Lógicamente, al tratarse de una persona con un alzhéimer avanzado, como es el caso de mi padre, la atención sanitaria es de capital importancia. Pero yo pienso que es así en casi todos los casos. La mayoría de los internos en las residencias de mayores presentan problemas de salud. Es precisamente la dificultad de atender en el domicilio a una persona mayor, aquejada de enfermedades, una de las razones que nos empujan a tomar la decisión de internarlo en una residencia.

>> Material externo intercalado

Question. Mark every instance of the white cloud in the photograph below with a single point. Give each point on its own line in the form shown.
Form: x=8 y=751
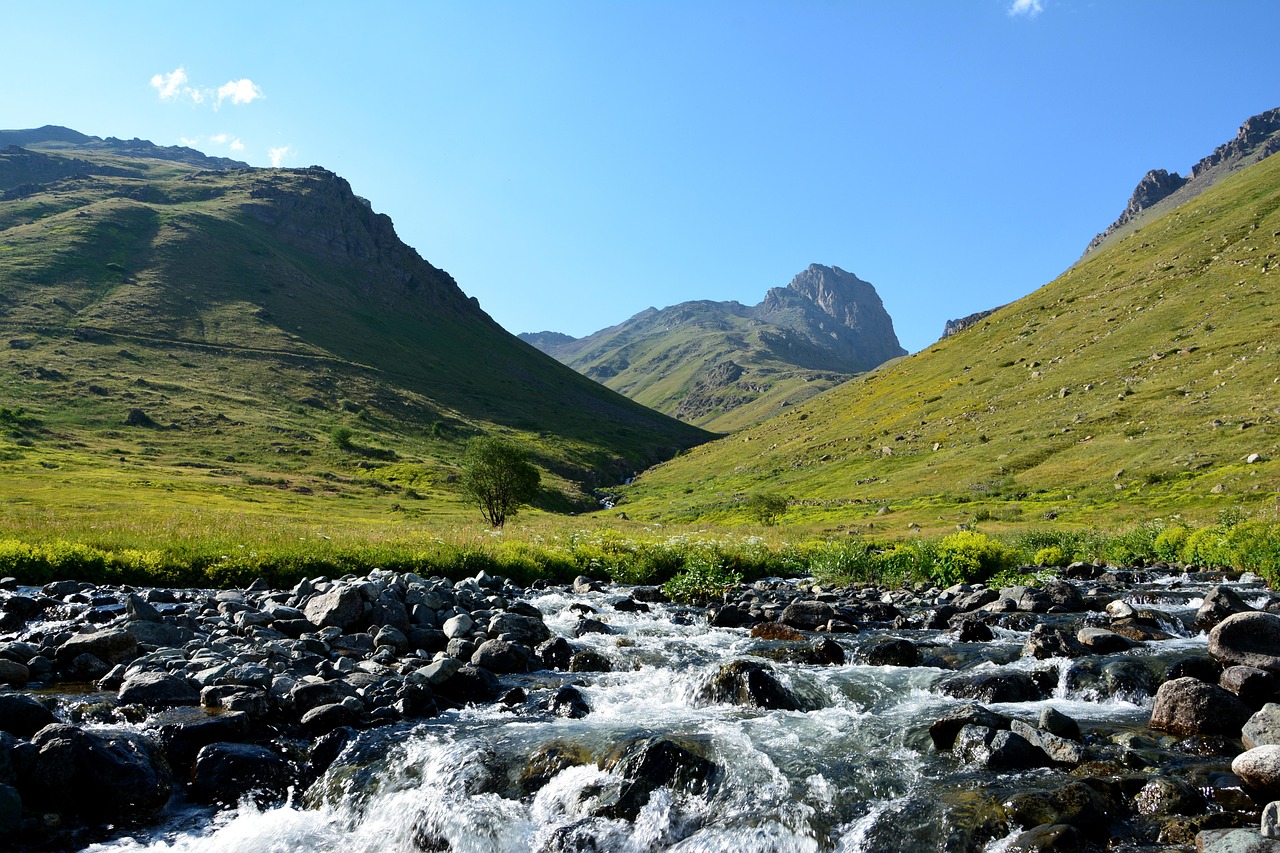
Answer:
x=1029 y=8
x=240 y=91
x=172 y=85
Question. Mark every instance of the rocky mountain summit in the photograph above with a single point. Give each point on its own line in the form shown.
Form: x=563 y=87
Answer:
x=725 y=364
x=1161 y=191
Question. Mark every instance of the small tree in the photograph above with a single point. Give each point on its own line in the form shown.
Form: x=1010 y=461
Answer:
x=766 y=507
x=498 y=478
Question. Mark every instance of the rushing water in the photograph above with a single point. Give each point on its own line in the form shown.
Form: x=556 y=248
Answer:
x=854 y=772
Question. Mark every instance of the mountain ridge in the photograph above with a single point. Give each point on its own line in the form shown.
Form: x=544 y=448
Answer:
x=722 y=364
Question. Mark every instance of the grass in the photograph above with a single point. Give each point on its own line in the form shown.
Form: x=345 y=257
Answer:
x=1136 y=386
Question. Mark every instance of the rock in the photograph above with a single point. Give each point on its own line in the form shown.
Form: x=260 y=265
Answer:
x=648 y=763
x=1260 y=769
x=1047 y=838
x=945 y=729
x=1253 y=685
x=1100 y=641
x=22 y=715
x=1248 y=639
x=112 y=646
x=1219 y=603
x=748 y=683
x=1187 y=707
x=1004 y=685
x=1165 y=796
x=891 y=652
x=158 y=690
x=589 y=661
x=1261 y=729
x=808 y=615
x=1047 y=641
x=568 y=702
x=501 y=656
x=224 y=772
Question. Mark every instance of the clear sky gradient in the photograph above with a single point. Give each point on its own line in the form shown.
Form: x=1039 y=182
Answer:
x=572 y=163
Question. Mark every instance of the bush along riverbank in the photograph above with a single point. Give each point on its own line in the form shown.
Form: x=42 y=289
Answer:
x=1107 y=708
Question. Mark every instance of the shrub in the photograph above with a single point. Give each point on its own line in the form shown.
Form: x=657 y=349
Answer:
x=702 y=580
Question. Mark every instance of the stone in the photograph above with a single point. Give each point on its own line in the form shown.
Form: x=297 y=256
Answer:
x=1248 y=639
x=22 y=715
x=341 y=607
x=1260 y=769
x=224 y=772
x=1189 y=707
x=1217 y=605
x=158 y=690
x=501 y=656
x=748 y=683
x=1261 y=729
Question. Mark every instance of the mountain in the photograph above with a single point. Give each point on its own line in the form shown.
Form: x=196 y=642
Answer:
x=165 y=314
x=1139 y=383
x=723 y=365
x=1161 y=191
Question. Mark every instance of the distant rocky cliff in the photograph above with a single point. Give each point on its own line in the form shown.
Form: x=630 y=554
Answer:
x=1161 y=191
x=725 y=364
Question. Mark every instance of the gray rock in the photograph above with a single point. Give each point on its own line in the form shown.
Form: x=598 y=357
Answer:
x=1260 y=767
x=1248 y=639
x=1262 y=728
x=1185 y=707
x=158 y=690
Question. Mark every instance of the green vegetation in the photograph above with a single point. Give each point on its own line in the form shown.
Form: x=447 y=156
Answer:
x=1141 y=383
x=498 y=478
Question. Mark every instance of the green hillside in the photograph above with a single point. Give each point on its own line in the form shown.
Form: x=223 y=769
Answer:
x=1143 y=382
x=176 y=334
x=726 y=365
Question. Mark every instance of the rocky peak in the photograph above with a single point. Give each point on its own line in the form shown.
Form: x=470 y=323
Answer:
x=1257 y=138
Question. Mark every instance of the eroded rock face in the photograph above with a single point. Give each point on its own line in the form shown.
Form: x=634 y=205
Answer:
x=1188 y=707
x=1247 y=639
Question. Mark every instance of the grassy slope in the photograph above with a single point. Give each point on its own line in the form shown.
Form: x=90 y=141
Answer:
x=247 y=334
x=1134 y=384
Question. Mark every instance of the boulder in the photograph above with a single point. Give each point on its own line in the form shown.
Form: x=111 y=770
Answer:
x=224 y=772
x=1191 y=707
x=1247 y=639
x=158 y=690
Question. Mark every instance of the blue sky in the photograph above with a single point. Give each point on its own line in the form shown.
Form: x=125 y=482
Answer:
x=575 y=163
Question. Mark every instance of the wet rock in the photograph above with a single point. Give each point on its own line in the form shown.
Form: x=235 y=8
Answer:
x=945 y=729
x=23 y=716
x=568 y=702
x=1262 y=728
x=224 y=772
x=1253 y=685
x=1048 y=641
x=1100 y=641
x=589 y=661
x=1166 y=796
x=748 y=683
x=1188 y=707
x=1009 y=685
x=554 y=653
x=1260 y=769
x=158 y=690
x=501 y=656
x=1219 y=603
x=1248 y=639
x=341 y=607
x=808 y=615
x=112 y=646
x=891 y=652
x=1047 y=838
x=648 y=763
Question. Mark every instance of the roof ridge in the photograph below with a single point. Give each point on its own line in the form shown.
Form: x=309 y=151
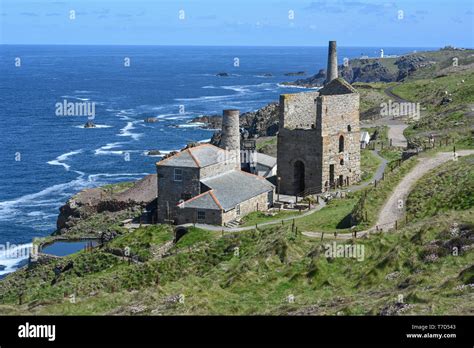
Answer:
x=215 y=199
x=195 y=197
x=194 y=158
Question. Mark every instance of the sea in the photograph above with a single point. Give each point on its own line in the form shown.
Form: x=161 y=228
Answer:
x=45 y=158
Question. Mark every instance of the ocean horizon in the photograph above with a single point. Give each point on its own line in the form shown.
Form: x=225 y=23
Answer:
x=47 y=158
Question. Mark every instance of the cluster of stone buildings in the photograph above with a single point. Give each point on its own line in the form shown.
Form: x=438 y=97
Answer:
x=318 y=149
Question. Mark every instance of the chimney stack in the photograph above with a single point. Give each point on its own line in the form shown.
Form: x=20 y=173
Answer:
x=230 y=140
x=331 y=72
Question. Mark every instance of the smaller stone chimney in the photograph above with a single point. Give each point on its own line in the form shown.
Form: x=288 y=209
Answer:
x=230 y=140
x=332 y=62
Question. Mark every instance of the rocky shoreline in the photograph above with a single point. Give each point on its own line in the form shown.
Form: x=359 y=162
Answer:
x=389 y=69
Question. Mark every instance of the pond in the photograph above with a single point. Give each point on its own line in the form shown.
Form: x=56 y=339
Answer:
x=64 y=248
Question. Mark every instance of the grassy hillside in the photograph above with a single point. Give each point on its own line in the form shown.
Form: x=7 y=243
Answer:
x=449 y=187
x=258 y=277
x=454 y=118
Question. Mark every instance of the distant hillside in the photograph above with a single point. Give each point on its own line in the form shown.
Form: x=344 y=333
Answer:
x=416 y=65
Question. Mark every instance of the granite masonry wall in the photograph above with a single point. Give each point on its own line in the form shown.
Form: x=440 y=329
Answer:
x=308 y=141
x=170 y=192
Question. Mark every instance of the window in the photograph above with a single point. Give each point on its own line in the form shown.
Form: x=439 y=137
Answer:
x=178 y=174
x=201 y=215
x=341 y=143
x=186 y=196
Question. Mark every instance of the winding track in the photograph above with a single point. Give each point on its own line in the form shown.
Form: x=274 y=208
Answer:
x=391 y=211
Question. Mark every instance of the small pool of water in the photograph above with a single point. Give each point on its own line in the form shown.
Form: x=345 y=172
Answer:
x=64 y=248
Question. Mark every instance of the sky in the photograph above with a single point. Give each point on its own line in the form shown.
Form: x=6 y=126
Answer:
x=367 y=23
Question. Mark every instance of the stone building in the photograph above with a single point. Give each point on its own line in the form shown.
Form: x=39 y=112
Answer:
x=318 y=138
x=205 y=183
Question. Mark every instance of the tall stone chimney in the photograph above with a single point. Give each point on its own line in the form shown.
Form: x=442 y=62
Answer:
x=331 y=73
x=230 y=140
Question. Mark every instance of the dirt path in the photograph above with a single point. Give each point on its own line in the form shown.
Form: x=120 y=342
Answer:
x=394 y=210
x=396 y=126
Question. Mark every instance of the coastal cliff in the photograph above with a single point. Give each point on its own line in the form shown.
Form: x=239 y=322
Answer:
x=110 y=202
x=391 y=69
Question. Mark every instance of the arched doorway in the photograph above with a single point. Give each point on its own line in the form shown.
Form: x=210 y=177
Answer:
x=298 y=176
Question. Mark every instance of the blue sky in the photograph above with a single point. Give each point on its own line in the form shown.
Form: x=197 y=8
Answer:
x=422 y=23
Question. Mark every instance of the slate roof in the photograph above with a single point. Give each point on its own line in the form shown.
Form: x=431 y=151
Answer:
x=337 y=86
x=206 y=200
x=229 y=189
x=265 y=160
x=196 y=157
x=364 y=137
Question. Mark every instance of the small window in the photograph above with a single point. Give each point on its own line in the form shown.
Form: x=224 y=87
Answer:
x=201 y=215
x=341 y=143
x=178 y=174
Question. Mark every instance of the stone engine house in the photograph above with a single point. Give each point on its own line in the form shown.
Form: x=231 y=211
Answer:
x=318 y=139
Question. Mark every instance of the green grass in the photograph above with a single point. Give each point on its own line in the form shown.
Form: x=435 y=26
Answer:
x=271 y=264
x=451 y=120
x=333 y=217
x=448 y=187
x=372 y=198
x=259 y=217
x=142 y=240
x=195 y=236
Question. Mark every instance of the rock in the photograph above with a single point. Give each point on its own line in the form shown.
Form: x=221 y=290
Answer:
x=313 y=81
x=210 y=122
x=97 y=200
x=263 y=122
x=154 y=153
x=297 y=73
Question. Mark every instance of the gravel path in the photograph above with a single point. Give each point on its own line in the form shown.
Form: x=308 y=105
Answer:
x=396 y=126
x=394 y=208
x=395 y=132
x=391 y=211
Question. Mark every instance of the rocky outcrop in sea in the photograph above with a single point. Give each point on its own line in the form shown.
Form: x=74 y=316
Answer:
x=370 y=70
x=263 y=122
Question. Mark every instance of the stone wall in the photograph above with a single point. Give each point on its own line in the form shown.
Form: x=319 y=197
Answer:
x=189 y=215
x=310 y=128
x=227 y=164
x=339 y=116
x=218 y=217
x=259 y=203
x=299 y=145
x=170 y=192
x=298 y=110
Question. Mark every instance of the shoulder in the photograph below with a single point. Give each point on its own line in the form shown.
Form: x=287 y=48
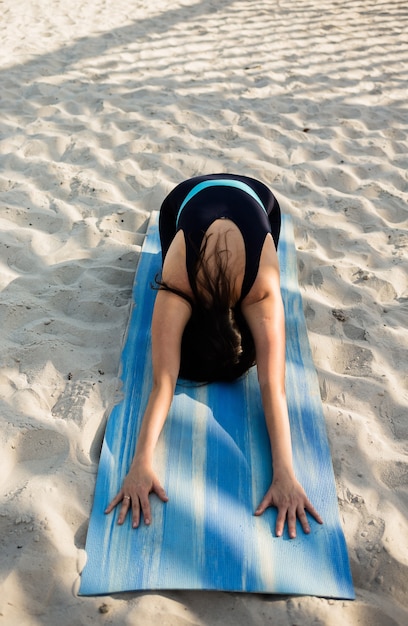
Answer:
x=174 y=271
x=267 y=282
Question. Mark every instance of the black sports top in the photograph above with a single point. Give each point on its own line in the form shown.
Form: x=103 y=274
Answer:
x=196 y=203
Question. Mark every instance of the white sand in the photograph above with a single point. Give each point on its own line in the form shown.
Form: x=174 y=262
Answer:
x=105 y=106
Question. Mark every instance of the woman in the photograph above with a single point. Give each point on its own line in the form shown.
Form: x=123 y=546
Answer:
x=218 y=310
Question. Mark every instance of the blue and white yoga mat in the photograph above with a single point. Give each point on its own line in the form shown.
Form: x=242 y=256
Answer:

Las residencias de mayores no son centros sanitarios, pero como nos recuerda la página jurídica Iberley, toda residencia con más de 80 plazas debe tener como mínimo a una enfermera en plantilla, que cubra una jornada laboral de 40 horas semanales. En las residencias más pequeñas, es obligatoria la presencia de una enfermera a medio turno, 20 horas a la semana; y para las residencias más grandes, por cada 40 internos, por encima de los 80, o fracción, deberá haber un turno de enfermería de 20 horas más.
Respecto a la presencia de un médico, las residencias con más de 120 plazas han de contar con asistencia médica directa y presencial durante al menos 17 horas a la semana. Aumentando la atención 8 horas más por cada 20 residentes adicionales. Las residencias más pequeñas no deben tener menos de 5 horas semanales de atención médica directa.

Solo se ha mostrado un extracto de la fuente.